Anna Karenina by Leo Tolstoy

Finally after three months, I finished this novel. The experience of reading this novel was like watching a television soap, full drama. Awesome. In fact its been a week since I have finished it and I'm getting a strong craving to read something so absorbing.

Leo Tolstoy's Anna Karenina written in 1870's, is a masterpiece, which is sometimes colorful and at other times boring and depressing but something you can't get rid off. A magnificent drama of vengeance, infidelity, and retribution, Anna Karenina portrays the moving story of people whose emotions conflict with the dominant social mores of their time. Set against the tragic love of Anna and Vronsky, the plight of the melancholy nobleman Constantine Levin unfolds.
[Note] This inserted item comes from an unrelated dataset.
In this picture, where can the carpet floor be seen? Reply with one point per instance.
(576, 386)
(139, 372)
Anna, a very sensuous, beautiful, educated and intelligent married woman falls deeply in love with the handsome Vronsky. Her husband is twenty years older to her. She's trapped in a loveless marriage. Anna is an honest and a passionate woman, unlike other women of her high society, who indulge in casual affairs without breaking their marital ties. Anna refuses to live a double and deceitful life and takes the bold step of following her heart's desire and leaves her husband to be with her love Vronsky. She refuses to take a divorce so as to punish herself for being parted with her son. But even after following her heart, she does not feel happy, instead she goes through a vortex of emotions and is in an turmoil where she feels trapped and isolated with guilt, insecurity, frustration, anger and desperation. The character of Anna is such that you can neither love her nor hate her but feel sorry for her.
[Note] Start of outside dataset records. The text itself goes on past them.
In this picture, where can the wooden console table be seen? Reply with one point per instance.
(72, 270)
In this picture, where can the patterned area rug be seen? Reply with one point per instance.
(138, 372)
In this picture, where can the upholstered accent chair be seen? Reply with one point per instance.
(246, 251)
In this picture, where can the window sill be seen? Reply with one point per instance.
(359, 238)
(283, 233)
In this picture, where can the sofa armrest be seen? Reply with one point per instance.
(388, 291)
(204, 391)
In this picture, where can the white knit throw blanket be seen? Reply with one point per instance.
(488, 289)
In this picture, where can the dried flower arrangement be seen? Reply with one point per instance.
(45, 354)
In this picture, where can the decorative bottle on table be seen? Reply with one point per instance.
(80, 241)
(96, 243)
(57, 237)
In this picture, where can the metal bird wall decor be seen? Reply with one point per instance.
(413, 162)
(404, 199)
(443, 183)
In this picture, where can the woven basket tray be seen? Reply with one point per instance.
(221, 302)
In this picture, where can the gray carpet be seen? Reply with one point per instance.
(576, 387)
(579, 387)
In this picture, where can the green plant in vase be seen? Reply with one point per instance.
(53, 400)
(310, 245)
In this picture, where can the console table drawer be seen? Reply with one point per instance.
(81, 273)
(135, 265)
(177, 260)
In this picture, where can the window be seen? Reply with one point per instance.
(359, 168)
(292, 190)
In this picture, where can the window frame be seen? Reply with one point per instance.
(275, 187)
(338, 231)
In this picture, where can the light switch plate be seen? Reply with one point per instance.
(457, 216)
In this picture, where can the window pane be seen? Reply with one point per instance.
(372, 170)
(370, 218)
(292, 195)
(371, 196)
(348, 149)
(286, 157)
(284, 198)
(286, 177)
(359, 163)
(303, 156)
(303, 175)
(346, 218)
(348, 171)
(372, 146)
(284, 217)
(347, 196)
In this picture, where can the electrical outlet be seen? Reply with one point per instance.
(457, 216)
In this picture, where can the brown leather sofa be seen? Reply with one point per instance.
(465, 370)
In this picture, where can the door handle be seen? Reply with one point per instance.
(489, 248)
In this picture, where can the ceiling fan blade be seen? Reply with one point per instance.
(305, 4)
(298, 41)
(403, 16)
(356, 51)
The co-protagonist, Levin's track is very boring initially but as the novel progresses it becomes interesting, especially after his marriage. The character of Constantine Levin is like a child, who has so many doubts and questions regarding life and its meaning. He is going through a spiritual crisis where he has problems with his faith and his belief in God. He gets suicidal thoughts even after getting all that he wanted. But in the end he finds peace through self realization and not through those books on philosophy in which he tried to find answers to his questions. The novel ends on a happy note with Levin living happily married with his wife Kitty.